Aside from that, Mank is certainly compelling, and if you can keep up with its rapid dialogue, there's a lot viewers will like about it. I can't say it's unwatchable, yet it's not without numerous problems in addition to Oldman's acting. Mank is another mostly white movie directed by Fincher (there is literally only one Black actor who shows up for a few seconds), and there isn't much female representation here, either, which is unsurprising. The women in the film (Marion, Rita, Frieda, and Mank's wife, Sara, played by Tuppence Middleton) are not allowed to be nearly as interesting or complex as the men. In the all-male writers room, the only woman who appears is a typist who sits topless with pasties on her nipples without explanation. I suspect Fincher and his team are trying to make a statement condemning Old (and current) Hollywood of sexism, and yet it just feels like he doesn't quite understand the problem and instead fuels it. 

Mank is often quite dressed up and may or may not have a place to go, but it doesn't provide much of a reason for caring. Those who dig these kinds of behind-the-scenes biographical films will surely eat it up. Those who don't might find it to be a chore to make it through to the end. Still, Hollywood's love letters to itself often are rewarded come rewards season, and I suspect Mank will be as well.
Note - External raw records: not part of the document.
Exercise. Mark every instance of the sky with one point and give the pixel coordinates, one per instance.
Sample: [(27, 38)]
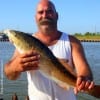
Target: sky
[(75, 16)]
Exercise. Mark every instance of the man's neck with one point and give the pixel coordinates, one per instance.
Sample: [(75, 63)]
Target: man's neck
[(48, 39)]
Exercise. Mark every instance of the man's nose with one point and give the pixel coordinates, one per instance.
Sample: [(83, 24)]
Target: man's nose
[(45, 14)]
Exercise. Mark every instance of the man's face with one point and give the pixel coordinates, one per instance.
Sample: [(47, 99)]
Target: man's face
[(46, 17)]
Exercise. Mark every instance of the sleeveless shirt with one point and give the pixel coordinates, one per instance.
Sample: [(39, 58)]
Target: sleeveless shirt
[(42, 88)]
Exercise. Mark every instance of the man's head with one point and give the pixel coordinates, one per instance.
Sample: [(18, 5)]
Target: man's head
[(46, 16)]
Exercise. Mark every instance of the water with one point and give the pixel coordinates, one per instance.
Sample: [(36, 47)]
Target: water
[(92, 51)]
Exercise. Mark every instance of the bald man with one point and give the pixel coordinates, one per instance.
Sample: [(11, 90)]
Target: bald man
[(63, 46)]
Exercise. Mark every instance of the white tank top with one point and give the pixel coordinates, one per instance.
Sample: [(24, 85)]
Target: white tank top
[(40, 87)]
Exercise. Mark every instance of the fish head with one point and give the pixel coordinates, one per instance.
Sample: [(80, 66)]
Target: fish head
[(18, 39)]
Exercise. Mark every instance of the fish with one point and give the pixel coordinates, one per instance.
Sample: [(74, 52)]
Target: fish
[(50, 66)]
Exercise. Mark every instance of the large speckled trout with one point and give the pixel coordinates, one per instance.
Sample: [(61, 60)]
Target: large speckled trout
[(49, 65)]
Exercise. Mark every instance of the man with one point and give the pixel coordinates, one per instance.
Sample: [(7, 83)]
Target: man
[(63, 46)]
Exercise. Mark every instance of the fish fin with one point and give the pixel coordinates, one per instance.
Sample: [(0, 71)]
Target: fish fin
[(64, 62), (95, 91)]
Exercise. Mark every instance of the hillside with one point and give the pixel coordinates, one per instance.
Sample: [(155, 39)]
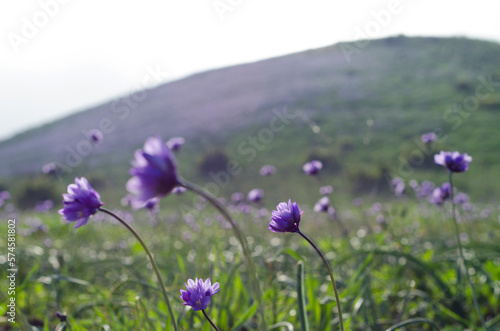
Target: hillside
[(362, 117)]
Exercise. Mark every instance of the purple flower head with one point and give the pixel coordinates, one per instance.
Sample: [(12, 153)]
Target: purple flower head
[(49, 168), (81, 202), (327, 189), (398, 185), (461, 198), (179, 190), (237, 197), (44, 206), (312, 168), (453, 161), (198, 293), (286, 218), (175, 143), (62, 317), (267, 170), (322, 205), (4, 195), (428, 138), (95, 136), (255, 195), (440, 194), (154, 171)]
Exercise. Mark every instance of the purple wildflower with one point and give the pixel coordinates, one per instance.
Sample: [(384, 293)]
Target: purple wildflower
[(322, 205), (198, 293), (461, 198), (453, 161), (267, 170), (153, 170), (44, 206), (95, 136), (440, 194), (286, 218), (255, 195), (179, 190), (81, 202), (237, 197), (327, 189), (398, 185), (49, 169), (312, 168), (428, 138), (175, 143)]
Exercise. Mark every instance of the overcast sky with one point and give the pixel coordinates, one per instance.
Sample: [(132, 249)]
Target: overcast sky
[(61, 56)]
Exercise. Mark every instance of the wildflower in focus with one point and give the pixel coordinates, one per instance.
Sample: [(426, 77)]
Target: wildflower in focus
[(154, 171), (453, 161), (175, 143), (312, 168), (322, 205), (267, 170), (255, 195), (286, 218), (81, 202), (428, 138), (198, 293), (95, 136)]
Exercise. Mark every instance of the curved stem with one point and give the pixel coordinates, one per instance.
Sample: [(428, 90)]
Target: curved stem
[(209, 320), (237, 232), (151, 259), (462, 257), (331, 277)]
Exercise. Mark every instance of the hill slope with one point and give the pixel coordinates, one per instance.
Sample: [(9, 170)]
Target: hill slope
[(368, 110)]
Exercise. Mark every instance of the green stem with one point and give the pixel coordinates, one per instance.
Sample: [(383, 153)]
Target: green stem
[(209, 320), (151, 259), (462, 257), (331, 277), (237, 232)]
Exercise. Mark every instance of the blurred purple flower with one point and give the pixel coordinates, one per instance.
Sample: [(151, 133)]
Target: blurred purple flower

Yet my unfiltered opinion must be stated: I find most, if not all, of Fincher's work (including Menk) to be mediocre at best. (I said it. Sue me.) And I firmly comprehend that I exist in the minority when I say The King's Speech was better than The Social Network. (Sue me again.) But I do think the Academy should have split the difference a decade ago, awarding The King's Speech with its top prize and giving Fincher Best Director. While Fincher likely will be nominated, who knows if he will win. But he has waited his turn. I'm not his biggest fan, but everyone else is. Just give the man his Oscar already.